To observe the watch, you get the sense that this is what 180 years of watchmaking history has led up to, as it is the jewel in the crown of the brand’s Tribute to Antoine LeCoultre Jubilee Trilogy. Its Flying Tourbillon, often considered the beating heart or equivalent of a pendulum, rotates or “gyrates”. The Flying Tourbillon, due to a feat of remarkable horological engineering expertise, appears without the usual supporting upper bridge, so the mechanism appears to float freely in its cage.

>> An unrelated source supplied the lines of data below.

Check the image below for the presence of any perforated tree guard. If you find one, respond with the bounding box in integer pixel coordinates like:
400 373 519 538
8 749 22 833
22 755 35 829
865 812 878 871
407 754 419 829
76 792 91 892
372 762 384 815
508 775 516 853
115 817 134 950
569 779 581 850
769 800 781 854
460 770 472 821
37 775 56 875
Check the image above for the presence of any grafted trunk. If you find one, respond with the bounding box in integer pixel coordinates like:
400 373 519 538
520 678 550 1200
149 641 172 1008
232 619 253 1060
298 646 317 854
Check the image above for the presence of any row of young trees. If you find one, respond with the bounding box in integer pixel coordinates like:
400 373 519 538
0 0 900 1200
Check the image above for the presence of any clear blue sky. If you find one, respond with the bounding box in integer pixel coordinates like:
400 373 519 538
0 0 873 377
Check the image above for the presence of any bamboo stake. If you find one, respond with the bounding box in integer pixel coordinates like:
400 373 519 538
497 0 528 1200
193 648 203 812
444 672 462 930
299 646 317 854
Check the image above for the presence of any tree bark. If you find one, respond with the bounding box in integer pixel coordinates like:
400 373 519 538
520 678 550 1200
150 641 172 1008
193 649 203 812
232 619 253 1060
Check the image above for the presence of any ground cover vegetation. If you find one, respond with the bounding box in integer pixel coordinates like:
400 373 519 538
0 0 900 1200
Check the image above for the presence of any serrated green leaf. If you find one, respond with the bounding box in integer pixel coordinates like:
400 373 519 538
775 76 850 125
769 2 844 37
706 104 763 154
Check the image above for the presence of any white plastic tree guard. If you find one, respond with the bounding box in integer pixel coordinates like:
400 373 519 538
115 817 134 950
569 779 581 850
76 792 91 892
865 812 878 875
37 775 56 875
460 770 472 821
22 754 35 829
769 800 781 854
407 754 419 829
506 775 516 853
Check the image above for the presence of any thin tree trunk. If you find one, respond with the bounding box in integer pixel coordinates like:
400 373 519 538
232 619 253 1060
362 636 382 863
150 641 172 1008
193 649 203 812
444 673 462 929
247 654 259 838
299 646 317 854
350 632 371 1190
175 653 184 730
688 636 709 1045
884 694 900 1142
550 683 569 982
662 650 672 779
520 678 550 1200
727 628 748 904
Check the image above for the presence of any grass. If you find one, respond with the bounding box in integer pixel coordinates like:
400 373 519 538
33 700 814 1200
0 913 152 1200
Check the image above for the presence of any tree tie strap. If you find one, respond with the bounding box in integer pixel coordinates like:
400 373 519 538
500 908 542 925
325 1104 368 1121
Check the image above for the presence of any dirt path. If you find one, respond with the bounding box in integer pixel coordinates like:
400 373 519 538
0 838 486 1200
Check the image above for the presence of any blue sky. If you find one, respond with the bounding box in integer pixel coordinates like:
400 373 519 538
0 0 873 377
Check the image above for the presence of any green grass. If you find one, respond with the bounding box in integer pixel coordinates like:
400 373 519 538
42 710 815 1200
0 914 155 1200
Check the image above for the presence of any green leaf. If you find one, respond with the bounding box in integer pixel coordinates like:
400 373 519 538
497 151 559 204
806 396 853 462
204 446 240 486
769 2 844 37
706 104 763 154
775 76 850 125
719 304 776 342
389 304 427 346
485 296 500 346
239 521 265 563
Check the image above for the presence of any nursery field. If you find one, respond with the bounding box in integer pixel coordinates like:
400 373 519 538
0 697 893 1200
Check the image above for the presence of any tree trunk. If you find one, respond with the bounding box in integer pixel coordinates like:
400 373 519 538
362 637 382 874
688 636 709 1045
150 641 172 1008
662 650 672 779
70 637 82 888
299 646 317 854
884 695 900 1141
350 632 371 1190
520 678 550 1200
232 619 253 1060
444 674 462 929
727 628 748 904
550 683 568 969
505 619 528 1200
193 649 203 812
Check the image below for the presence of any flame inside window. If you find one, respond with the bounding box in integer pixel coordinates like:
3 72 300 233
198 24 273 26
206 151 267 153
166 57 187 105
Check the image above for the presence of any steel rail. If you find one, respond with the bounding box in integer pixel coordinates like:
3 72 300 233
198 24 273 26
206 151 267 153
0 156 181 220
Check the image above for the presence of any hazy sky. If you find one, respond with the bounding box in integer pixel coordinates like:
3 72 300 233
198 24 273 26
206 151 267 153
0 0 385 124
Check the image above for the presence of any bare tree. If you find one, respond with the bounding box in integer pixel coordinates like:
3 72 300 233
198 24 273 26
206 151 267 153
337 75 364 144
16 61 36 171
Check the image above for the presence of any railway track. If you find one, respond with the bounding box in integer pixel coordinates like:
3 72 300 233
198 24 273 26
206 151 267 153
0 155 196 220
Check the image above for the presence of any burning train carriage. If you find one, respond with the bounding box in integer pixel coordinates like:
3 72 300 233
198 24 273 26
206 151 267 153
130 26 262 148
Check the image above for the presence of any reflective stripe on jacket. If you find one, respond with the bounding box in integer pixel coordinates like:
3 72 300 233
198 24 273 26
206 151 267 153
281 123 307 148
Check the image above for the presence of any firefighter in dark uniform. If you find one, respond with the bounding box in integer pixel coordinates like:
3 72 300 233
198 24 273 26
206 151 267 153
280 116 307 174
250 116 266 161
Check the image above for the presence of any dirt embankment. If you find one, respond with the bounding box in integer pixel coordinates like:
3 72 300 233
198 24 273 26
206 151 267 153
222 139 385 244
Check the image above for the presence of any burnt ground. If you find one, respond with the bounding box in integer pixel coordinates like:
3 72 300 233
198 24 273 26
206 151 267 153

It comes as no surprise, when touring the factory, that the makers of these extraordinary examples of miniature engineering are considered the A-Team of their Manufacture, many with six years of training behind them, three years in apprenticeship and then three years training on the “Grand Complications” before they are considered competent in their craft. The task of producing the complication for the Gyrotourbillon 3, and other highly complicated watches, is carried out on the Manufacture’s highest floor, where the light is best.
Although much of the old-fashioned watchmaking furniture of old exists, particularly in the classroom that exists to give visitors an insight into the process, today, high-tech instruments are commonplace, with one room, dedicated to escapements, the part of the mechanism that produces and transfers energy to the watch movement, filled mainly with women who work all day at their microscopes, such is the minutely delicate precision of their work. However, it would appear that the structure of the Manufacture remains the same in some respects, with the larger less delicate pieces such as the outer cases being stamped and pressed into shape by technicians on the lower floors. Designers and engineers work in offices, pondering future timepieces and finessing current designs, in quieter parts of the building.
All in all, it Jaeger-LeCoultre seems to have cornered the market in blending the traditional practices of its watchmaking past with complex designs of the future. It seems likely that the brand will still be producing innovative but beautiful timepieces in another 180 years.